Go back to the main page
Go back to the R overview page
R
Data Import Solutions
The following function is used to print tibbles in a proper way for the web. You can skip the use of this function to print tibbles to your screen in R Markdown documents.
library(knitr)
library(kableExtra)
library(pillar)
formatted_table <- function(df) {
col_types <- sapply(df, pillar::type_sum)

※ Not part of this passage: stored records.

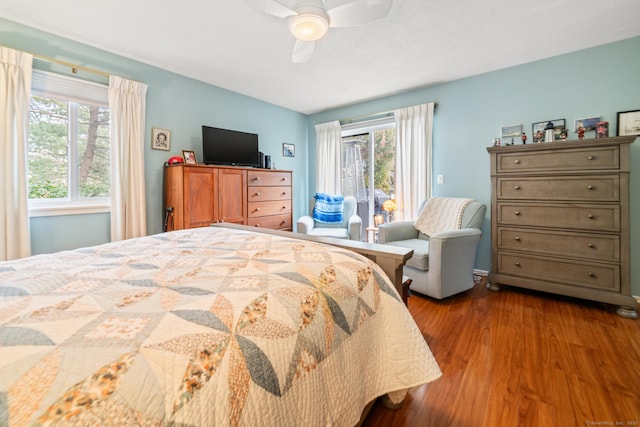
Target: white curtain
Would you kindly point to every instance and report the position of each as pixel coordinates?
(15, 95)
(127, 106)
(328, 158)
(414, 134)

new_col_names <- paste0(names(df), "<br>", "<span style='font-weight: normal;'>", col_types, "</span>")
kbl(df,
col.names = new_col_names,
escape = FALSE, # This is crucial to allow the <br> tag to work
format = "html" # Ensure HTML format, although often auto-detected
) %>%
kable_styling(bootstrap_options = c("striped", "hover", "responsive"))
}This file can be downloaded here.
Exercise 1
First, check the following files in your text editor (NotePad for Windows users, TextEdit for Apple users).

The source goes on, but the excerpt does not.